Plusieurs solutions sont avancées pour réagir à ces méfaits, mais elles ne sont pas toutes satisfaisantes. Il est ainsi parfois suggérer de ne simplement plus laisser les églises ouvertes. Cependant, ce qui semble être évident ne résout pas le problème. Selon Servanne Desmoulins-Hemery, conservateur des antiquités et objets d’art et chef de la mission patrimoine et musées du Conseil départemental de l’Orne, cité par le média Aletia, « il n’y a pas plus de vols dans une église ouverte que dans une église fermée ». En effet une église fermée diminue la vigilance du voisinage et des fidèles et laisse au délinquant le loisir d’agir à son aise sans être interrompu par quelques dévotes activités. De plus, fermer une église est contraire à l’esprit même du lieu, celui d’être un lieu toujours ouvert pour tous. Certains aussi interroge la pertinence d’y laisser des objets si précieux plutôt que de les placer dans des musées. Les concernant, les derniers récolements au niveau national montrent que les musées présentent des « pertes » nombreuses : en janvier 2019, sur les 467 000 œuvres contrôlées, plus de 57 500 manquaient. Il est important aussi de se rappeler que les œuvres d’art sacrées sont d’abord des objets religieux avant d’être des pièces d’art. Elles ne trouvent leur véritable rôle que dans le contexte et la destination pour lesquelles on les fît.

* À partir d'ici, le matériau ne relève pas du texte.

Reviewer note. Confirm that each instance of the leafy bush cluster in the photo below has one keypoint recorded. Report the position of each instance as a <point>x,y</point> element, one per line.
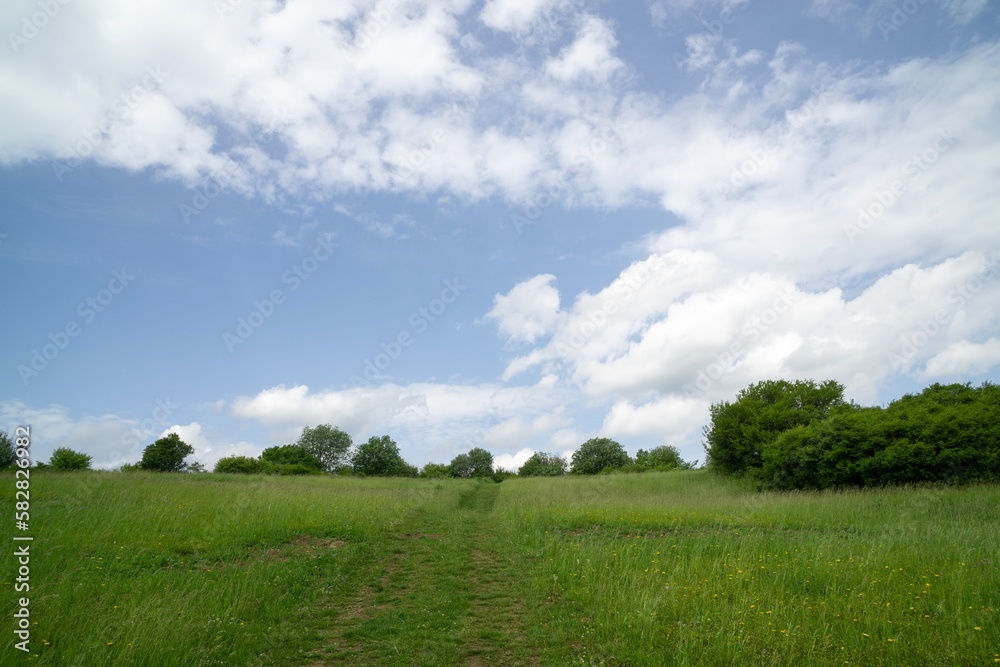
<point>324,448</point>
<point>945,433</point>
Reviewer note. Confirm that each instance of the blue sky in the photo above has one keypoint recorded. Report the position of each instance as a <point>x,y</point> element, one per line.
<point>514,224</point>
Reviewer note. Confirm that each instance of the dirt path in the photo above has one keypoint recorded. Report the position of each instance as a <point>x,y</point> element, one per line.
<point>442,593</point>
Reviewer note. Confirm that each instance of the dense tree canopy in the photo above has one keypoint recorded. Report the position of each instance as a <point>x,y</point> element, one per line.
<point>166,454</point>
<point>65,458</point>
<point>291,455</point>
<point>380,457</point>
<point>8,453</point>
<point>739,431</point>
<point>945,433</point>
<point>664,457</point>
<point>328,444</point>
<point>543,465</point>
<point>476,463</point>
<point>597,455</point>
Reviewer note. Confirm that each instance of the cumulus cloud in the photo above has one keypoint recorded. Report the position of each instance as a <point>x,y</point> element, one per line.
<point>591,55</point>
<point>429,421</point>
<point>528,311</point>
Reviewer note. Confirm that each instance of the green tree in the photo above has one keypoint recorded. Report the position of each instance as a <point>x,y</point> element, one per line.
<point>379,457</point>
<point>433,470</point>
<point>328,444</point>
<point>664,457</point>
<point>476,463</point>
<point>543,465</point>
<point>598,454</point>
<point>166,454</point>
<point>739,432</point>
<point>8,453</point>
<point>291,455</point>
<point>244,465</point>
<point>65,458</point>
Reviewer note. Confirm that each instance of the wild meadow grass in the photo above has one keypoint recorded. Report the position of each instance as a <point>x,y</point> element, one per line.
<point>160,569</point>
<point>682,568</point>
<point>688,568</point>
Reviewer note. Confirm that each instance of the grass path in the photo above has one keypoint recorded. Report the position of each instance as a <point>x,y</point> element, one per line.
<point>446,592</point>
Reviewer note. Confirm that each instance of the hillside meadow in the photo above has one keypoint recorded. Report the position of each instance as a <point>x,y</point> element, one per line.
<point>678,568</point>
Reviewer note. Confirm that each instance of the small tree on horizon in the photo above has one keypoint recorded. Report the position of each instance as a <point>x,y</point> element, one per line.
<point>598,454</point>
<point>542,464</point>
<point>166,454</point>
<point>65,458</point>
<point>330,445</point>
<point>8,453</point>
<point>379,457</point>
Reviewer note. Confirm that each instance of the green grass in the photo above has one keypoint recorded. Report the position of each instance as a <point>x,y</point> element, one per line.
<point>679,568</point>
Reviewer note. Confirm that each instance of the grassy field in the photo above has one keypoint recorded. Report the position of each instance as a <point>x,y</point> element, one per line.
<point>678,568</point>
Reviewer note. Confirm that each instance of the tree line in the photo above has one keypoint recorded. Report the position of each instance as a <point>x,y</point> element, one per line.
<point>328,449</point>
<point>804,435</point>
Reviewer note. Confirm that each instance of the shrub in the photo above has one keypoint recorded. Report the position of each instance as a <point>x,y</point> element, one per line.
<point>291,455</point>
<point>947,433</point>
<point>65,458</point>
<point>543,465</point>
<point>380,457</point>
<point>598,454</point>
<point>739,432</point>
<point>500,474</point>
<point>328,444</point>
<point>8,453</point>
<point>433,470</point>
<point>476,463</point>
<point>244,465</point>
<point>166,454</point>
<point>664,457</point>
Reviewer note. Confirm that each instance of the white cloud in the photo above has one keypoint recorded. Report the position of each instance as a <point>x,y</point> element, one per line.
<point>963,359</point>
<point>590,55</point>
<point>528,311</point>
<point>515,15</point>
<point>513,461</point>
<point>429,421</point>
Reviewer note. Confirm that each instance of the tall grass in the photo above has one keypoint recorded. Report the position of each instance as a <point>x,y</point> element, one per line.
<point>678,568</point>
<point>688,568</point>
<point>156,569</point>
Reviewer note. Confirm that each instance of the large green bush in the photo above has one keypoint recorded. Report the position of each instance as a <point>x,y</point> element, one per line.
<point>477,463</point>
<point>543,465</point>
<point>292,455</point>
<point>380,457</point>
<point>244,465</point>
<point>65,458</point>
<point>945,433</point>
<point>166,454</point>
<point>739,432</point>
<point>599,455</point>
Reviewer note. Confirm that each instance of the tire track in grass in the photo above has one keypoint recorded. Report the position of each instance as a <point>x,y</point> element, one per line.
<point>442,593</point>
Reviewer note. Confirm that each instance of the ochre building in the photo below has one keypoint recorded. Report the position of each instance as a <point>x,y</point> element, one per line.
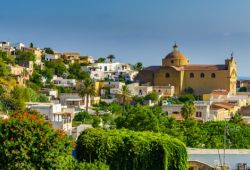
<point>202,78</point>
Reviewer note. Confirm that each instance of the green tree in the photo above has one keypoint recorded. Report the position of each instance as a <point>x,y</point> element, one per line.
<point>111,57</point>
<point>243,89</point>
<point>87,89</point>
<point>31,45</point>
<point>28,142</point>
<point>76,72</point>
<point>58,66</point>
<point>152,96</point>
<point>124,97</point>
<point>25,56</point>
<point>188,110</point>
<point>100,60</point>
<point>4,71</point>
<point>138,66</point>
<point>140,118</point>
<point>186,98</point>
<point>82,117</point>
<point>125,149</point>
<point>48,74</point>
<point>48,50</point>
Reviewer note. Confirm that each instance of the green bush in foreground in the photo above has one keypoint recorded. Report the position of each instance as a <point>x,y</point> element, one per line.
<point>125,149</point>
<point>28,142</point>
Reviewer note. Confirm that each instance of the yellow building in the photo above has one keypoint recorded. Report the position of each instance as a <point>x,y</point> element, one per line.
<point>202,78</point>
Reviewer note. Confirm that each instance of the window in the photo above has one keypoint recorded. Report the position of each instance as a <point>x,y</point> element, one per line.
<point>213,75</point>
<point>167,75</point>
<point>198,114</point>
<point>140,92</point>
<point>202,75</point>
<point>191,75</point>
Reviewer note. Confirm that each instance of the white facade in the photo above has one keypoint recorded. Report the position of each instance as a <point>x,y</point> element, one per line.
<point>73,100</point>
<point>114,71</point>
<point>50,57</point>
<point>233,157</point>
<point>203,111</point>
<point>59,81</point>
<point>18,46</point>
<point>137,90</point>
<point>110,90</point>
<point>54,114</point>
<point>47,109</point>
<point>4,44</point>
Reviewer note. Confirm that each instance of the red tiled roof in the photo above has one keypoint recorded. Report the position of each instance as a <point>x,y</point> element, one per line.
<point>204,67</point>
<point>224,105</point>
<point>220,92</point>
<point>177,116</point>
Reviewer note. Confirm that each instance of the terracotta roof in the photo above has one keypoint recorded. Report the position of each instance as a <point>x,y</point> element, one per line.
<point>177,116</point>
<point>71,53</point>
<point>220,92</point>
<point>176,55</point>
<point>223,105</point>
<point>153,68</point>
<point>204,67</point>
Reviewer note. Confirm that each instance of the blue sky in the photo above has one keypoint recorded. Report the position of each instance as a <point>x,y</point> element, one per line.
<point>207,31</point>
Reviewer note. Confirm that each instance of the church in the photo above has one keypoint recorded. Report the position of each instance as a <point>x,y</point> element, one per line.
<point>201,78</point>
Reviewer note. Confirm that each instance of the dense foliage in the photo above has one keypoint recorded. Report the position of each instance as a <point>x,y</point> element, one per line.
<point>124,149</point>
<point>28,142</point>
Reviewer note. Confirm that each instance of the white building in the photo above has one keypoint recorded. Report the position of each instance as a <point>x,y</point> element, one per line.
<point>59,81</point>
<point>4,44</point>
<point>204,110</point>
<point>235,159</point>
<point>18,46</point>
<point>110,90</point>
<point>137,90</point>
<point>143,90</point>
<point>113,71</point>
<point>50,93</point>
<point>55,114</point>
<point>50,57</point>
<point>73,100</point>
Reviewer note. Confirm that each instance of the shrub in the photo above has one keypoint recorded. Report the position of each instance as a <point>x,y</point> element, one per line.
<point>28,142</point>
<point>125,149</point>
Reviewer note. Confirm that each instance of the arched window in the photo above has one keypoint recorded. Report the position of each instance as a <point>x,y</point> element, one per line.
<point>213,75</point>
<point>167,75</point>
<point>202,75</point>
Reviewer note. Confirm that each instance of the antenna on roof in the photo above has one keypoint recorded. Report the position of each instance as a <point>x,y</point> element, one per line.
<point>175,46</point>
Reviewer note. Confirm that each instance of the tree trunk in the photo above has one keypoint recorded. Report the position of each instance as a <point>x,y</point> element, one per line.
<point>123,102</point>
<point>87,103</point>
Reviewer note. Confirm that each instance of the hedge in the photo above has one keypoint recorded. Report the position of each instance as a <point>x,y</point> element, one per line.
<point>125,149</point>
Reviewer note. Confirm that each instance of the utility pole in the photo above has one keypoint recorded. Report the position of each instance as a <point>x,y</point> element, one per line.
<point>224,147</point>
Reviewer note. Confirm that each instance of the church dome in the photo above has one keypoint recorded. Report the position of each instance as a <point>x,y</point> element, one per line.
<point>175,58</point>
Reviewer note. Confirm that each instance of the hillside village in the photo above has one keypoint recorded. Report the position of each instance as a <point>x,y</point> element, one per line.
<point>52,81</point>
<point>75,92</point>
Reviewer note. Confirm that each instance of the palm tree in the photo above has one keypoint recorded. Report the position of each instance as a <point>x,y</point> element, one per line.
<point>124,97</point>
<point>87,89</point>
<point>188,110</point>
<point>138,66</point>
<point>111,57</point>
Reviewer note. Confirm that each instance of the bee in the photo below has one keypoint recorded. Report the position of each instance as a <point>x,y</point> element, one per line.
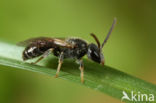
<point>74,48</point>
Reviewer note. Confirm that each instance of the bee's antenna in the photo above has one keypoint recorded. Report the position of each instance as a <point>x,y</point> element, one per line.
<point>110,31</point>
<point>96,39</point>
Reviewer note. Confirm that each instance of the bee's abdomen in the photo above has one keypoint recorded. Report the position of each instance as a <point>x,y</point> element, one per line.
<point>32,52</point>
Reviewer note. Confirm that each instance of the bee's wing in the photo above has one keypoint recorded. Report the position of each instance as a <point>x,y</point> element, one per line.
<point>55,41</point>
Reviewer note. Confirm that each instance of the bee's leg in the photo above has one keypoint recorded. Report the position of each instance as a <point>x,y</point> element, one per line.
<point>46,53</point>
<point>59,65</point>
<point>81,70</point>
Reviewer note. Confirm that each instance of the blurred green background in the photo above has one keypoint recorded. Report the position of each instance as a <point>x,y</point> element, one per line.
<point>131,47</point>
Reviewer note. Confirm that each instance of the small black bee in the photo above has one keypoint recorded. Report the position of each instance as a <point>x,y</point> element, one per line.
<point>74,48</point>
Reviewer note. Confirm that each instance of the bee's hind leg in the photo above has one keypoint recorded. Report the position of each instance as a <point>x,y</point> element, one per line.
<point>46,53</point>
<point>59,65</point>
<point>81,70</point>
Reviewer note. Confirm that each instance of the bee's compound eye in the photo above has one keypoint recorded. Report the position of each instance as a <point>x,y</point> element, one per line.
<point>94,53</point>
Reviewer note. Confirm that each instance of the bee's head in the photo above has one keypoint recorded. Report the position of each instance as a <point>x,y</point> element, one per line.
<point>95,51</point>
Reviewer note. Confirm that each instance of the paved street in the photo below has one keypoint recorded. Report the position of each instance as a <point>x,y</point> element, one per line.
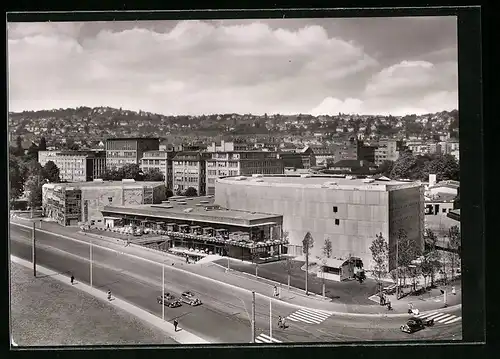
<point>224,316</point>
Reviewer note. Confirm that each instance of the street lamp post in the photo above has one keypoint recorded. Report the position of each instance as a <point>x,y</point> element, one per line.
<point>270,319</point>
<point>33,249</point>
<point>253,317</point>
<point>163,290</point>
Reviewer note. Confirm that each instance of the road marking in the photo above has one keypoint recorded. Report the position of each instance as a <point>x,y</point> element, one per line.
<point>263,338</point>
<point>309,316</point>
<point>444,318</point>
<point>453,320</point>
<point>441,318</point>
<point>425,315</point>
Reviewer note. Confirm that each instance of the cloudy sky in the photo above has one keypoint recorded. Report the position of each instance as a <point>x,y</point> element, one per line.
<point>320,66</point>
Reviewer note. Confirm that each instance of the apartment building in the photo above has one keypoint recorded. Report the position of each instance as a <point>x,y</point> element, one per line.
<point>76,166</point>
<point>124,151</point>
<point>162,161</point>
<point>189,170</point>
<point>232,159</point>
<point>388,150</point>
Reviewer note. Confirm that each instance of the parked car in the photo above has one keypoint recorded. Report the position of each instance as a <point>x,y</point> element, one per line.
<point>169,300</point>
<point>415,324</point>
<point>189,298</point>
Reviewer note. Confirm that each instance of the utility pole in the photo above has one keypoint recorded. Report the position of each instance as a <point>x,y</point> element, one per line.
<point>163,291</point>
<point>271,318</point>
<point>397,267</point>
<point>33,249</point>
<point>307,267</point>
<point>91,263</point>
<point>253,317</point>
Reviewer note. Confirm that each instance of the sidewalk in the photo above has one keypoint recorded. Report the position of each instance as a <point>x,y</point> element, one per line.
<point>180,336</point>
<point>295,297</point>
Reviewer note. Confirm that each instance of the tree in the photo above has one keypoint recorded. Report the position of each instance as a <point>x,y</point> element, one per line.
<point>15,179</point>
<point>406,166</point>
<point>190,192</point>
<point>307,244</point>
<point>51,172</point>
<point>408,251</point>
<point>380,257</point>
<point>34,189</point>
<point>42,146</point>
<point>431,258</point>
<point>19,146</point>
<point>32,152</point>
<point>168,193</point>
<point>154,175</point>
<point>130,171</point>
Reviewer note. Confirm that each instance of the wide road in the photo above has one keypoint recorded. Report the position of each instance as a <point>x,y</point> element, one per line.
<point>224,316</point>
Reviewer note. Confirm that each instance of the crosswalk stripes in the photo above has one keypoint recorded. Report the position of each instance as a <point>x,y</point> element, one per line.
<point>263,338</point>
<point>309,316</point>
<point>441,318</point>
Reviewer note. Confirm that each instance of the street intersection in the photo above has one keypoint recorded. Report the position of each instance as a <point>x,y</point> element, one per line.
<point>225,315</point>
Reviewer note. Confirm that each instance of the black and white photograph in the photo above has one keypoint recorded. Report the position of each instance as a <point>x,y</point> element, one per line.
<point>264,182</point>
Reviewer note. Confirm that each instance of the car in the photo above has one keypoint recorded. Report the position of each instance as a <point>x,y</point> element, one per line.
<point>415,324</point>
<point>189,298</point>
<point>169,300</point>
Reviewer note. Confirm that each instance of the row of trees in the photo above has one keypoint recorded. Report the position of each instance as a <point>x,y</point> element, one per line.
<point>133,171</point>
<point>412,262</point>
<point>26,175</point>
<point>418,167</point>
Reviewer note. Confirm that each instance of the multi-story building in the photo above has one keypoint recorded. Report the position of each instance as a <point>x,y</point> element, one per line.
<point>124,151</point>
<point>189,170</point>
<point>350,212</point>
<point>300,159</point>
<point>76,166</point>
<point>162,161</point>
<point>388,150</point>
<point>230,159</point>
<point>69,204</point>
<point>365,152</point>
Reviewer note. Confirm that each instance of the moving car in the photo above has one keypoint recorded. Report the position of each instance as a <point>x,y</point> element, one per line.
<point>170,300</point>
<point>415,324</point>
<point>189,298</point>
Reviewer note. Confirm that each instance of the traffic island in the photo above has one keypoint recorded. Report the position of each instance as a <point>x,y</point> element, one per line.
<point>46,312</point>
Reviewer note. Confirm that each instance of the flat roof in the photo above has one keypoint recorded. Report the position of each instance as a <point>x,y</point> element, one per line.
<point>312,181</point>
<point>196,213</point>
<point>104,184</point>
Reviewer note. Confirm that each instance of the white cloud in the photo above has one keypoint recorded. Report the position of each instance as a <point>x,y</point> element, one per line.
<point>209,67</point>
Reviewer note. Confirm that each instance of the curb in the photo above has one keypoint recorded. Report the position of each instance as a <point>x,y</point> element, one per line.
<point>345,314</point>
<point>183,337</point>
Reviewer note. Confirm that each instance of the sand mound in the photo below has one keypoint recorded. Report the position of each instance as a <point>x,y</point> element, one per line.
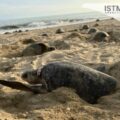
<point>60,44</point>
<point>63,103</point>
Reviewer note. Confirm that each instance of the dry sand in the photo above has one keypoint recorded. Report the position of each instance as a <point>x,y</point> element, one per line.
<point>63,103</point>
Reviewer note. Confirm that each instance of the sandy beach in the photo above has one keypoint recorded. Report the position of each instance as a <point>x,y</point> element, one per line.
<point>73,45</point>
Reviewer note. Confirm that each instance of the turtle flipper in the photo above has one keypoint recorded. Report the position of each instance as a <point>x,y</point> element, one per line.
<point>22,86</point>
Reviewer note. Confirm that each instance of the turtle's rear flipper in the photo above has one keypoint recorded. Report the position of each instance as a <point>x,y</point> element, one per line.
<point>22,86</point>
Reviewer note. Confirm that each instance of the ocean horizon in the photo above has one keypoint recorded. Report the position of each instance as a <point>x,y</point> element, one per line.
<point>11,25</point>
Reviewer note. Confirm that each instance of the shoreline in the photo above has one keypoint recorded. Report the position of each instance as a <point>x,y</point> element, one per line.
<point>52,26</point>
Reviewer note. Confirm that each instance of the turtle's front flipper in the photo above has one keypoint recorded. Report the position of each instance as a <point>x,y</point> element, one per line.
<point>21,86</point>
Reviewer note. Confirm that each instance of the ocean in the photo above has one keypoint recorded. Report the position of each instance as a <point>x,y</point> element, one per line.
<point>48,21</point>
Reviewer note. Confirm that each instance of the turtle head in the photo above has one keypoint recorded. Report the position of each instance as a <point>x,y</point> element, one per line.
<point>51,48</point>
<point>30,76</point>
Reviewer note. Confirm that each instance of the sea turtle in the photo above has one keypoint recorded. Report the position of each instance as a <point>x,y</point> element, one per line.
<point>89,84</point>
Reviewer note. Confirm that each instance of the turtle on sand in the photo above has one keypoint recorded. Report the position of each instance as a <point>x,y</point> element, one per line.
<point>89,84</point>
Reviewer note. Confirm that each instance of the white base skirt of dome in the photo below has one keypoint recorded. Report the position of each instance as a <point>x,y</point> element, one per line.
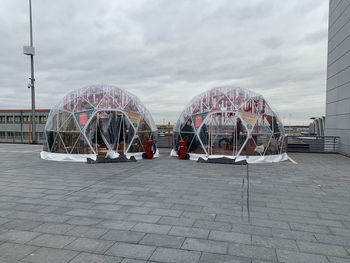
<point>250,159</point>
<point>63,157</point>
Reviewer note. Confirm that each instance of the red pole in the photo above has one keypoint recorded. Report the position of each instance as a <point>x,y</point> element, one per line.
<point>30,124</point>
<point>169,135</point>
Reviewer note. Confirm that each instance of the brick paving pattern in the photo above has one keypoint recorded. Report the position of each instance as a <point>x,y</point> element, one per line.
<point>167,210</point>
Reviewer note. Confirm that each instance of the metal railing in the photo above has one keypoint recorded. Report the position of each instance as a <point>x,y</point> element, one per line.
<point>312,144</point>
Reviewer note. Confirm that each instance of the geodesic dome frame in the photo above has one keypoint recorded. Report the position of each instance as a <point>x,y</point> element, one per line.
<point>231,122</point>
<point>97,120</point>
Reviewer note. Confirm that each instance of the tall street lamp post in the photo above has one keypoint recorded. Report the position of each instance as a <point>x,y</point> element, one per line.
<point>30,51</point>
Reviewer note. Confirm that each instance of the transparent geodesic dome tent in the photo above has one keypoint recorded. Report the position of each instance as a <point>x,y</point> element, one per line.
<point>231,122</point>
<point>95,121</point>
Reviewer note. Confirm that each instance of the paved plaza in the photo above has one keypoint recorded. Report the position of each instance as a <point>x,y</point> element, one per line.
<point>169,210</point>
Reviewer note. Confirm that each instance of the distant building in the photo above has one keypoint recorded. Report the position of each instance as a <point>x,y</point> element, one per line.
<point>338,74</point>
<point>14,125</point>
<point>317,126</point>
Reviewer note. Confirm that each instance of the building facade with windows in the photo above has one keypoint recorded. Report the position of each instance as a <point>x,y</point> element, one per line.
<point>338,74</point>
<point>15,125</point>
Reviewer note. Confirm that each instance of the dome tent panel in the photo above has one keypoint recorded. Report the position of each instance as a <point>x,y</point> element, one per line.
<point>97,119</point>
<point>231,122</point>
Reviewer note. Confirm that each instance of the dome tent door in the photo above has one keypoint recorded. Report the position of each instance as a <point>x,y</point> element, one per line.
<point>110,130</point>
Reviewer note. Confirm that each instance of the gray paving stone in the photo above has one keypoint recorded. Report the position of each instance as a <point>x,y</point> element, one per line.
<point>212,225</point>
<point>131,251</point>
<point>53,228</point>
<point>138,210</point>
<point>86,231</point>
<point>338,260</point>
<point>50,240</point>
<point>285,256</point>
<point>151,228</point>
<point>20,224</point>
<point>15,251</point>
<point>205,245</point>
<point>210,258</point>
<point>324,249</point>
<point>166,212</point>
<point>52,255</point>
<point>18,236</point>
<point>170,255</point>
<point>116,224</point>
<point>176,221</point>
<point>93,258</point>
<point>311,197</point>
<point>274,242</point>
<point>333,239</point>
<point>191,208</point>
<point>248,251</point>
<point>123,236</point>
<point>143,218</point>
<point>296,235</point>
<point>162,240</point>
<point>189,232</point>
<point>309,228</point>
<point>129,260</point>
<point>90,245</point>
<point>83,221</point>
<point>254,230</point>
<point>230,237</point>
<point>199,215</point>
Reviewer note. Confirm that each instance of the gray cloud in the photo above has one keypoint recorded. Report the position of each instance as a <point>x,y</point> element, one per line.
<point>166,52</point>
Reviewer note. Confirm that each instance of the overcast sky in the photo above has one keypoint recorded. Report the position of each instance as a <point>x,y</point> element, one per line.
<point>166,52</point>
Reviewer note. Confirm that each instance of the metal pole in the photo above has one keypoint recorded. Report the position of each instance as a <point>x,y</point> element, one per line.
<point>169,135</point>
<point>32,79</point>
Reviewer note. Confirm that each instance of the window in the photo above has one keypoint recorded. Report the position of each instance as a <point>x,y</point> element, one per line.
<point>17,119</point>
<point>42,119</point>
<point>9,119</point>
<point>26,118</point>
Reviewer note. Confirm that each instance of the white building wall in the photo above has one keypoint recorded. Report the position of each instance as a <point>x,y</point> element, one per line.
<point>338,73</point>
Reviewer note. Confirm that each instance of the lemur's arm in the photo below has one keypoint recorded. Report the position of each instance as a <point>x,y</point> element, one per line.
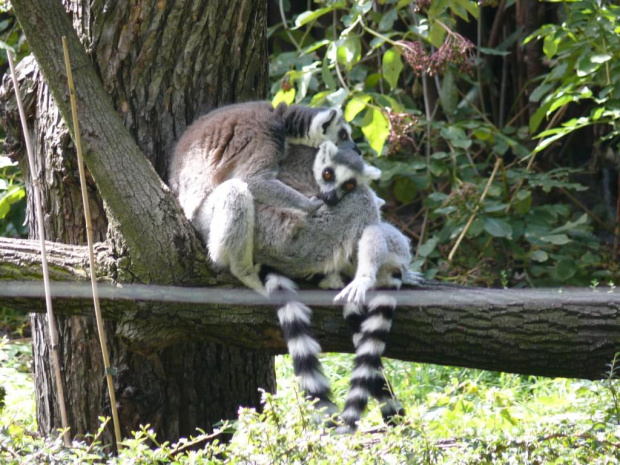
<point>372,253</point>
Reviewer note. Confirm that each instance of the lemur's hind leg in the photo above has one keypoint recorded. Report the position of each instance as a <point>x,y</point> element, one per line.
<point>372,253</point>
<point>304,349</point>
<point>226,222</point>
<point>370,330</point>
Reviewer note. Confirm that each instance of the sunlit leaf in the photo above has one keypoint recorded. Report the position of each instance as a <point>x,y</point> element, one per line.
<point>391,66</point>
<point>286,96</point>
<point>376,128</point>
<point>497,227</point>
<point>355,105</point>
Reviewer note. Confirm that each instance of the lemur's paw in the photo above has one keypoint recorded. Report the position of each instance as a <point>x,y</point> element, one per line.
<point>331,281</point>
<point>356,291</point>
<point>314,203</point>
<point>413,278</point>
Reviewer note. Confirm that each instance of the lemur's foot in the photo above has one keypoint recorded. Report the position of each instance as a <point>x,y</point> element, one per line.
<point>356,291</point>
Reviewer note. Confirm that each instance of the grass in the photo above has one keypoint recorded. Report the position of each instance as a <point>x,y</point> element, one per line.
<point>454,415</point>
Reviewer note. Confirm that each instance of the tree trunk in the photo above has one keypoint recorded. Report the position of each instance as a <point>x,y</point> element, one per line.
<point>162,63</point>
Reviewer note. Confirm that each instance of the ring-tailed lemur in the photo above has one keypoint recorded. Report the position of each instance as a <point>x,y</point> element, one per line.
<point>247,142</point>
<point>348,238</point>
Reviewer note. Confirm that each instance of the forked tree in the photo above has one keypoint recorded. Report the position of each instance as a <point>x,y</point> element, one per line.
<point>161,64</point>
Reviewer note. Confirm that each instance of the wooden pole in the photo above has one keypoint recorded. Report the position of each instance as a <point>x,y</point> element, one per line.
<point>36,190</point>
<point>109,371</point>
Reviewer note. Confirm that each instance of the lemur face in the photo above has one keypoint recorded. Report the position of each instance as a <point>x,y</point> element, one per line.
<point>338,171</point>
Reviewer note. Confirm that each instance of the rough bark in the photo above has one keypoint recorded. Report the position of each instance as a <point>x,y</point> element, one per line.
<point>156,65</point>
<point>573,333</point>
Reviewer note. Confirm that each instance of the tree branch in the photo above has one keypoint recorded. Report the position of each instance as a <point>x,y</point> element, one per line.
<point>573,333</point>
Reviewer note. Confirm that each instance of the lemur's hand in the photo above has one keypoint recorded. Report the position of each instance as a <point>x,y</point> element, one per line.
<point>356,291</point>
<point>314,203</point>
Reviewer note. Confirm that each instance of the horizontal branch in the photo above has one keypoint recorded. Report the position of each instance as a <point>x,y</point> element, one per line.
<point>161,245</point>
<point>570,333</point>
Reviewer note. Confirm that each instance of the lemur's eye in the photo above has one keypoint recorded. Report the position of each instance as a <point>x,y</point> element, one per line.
<point>349,185</point>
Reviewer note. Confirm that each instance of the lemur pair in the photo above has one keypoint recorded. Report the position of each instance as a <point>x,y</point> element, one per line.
<point>271,187</point>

C’est d’ailleurs le parti du Père Paul de Cassagnac, curé de la cathédrale d’Albi, qui milite pour placer l’imposant reliquaire de saint Salvy dans son église tutélaire plutôt que dans l’espace où aujourd’hui il se trouve. Par ce mouvement, il s’agit de redonner du sens à l’existence même de ce reliquaire et de permettre à chaque Albigeois de redécouvrir un part de leur histoire. Le reliquaire serait protégé par du vitrage approprié. Il est exact de faire remarquer que ça n’arrêtera pas un individu décidé, mais ce genre de protection que l’on trouve dans les musées n’ont pour but que de retarder la mainmise sur l’objet. En en vient donc à compter sur l’arrivée d’un visiteur pour alarmer et surtout prévenir l’acte. Ainsi j’en viens à mon point : remettre l’église au milieu du village. L’évêque de Fréjus et Toulon, Monseigneur Rey disait que le défi d’aujourd’hui était de rendre le patrimoine chrétien (étendons à religieux) vivant. Il faut comprendre cette démarche au-delà d’un simple appel à un renouveau de la pratique religieuse. Non, le propos est que chacun prenne conscience de la richesse culturelle et intellectuelle que représente le patrimoine religieux, et des bénéfices qu’il peut en tirer.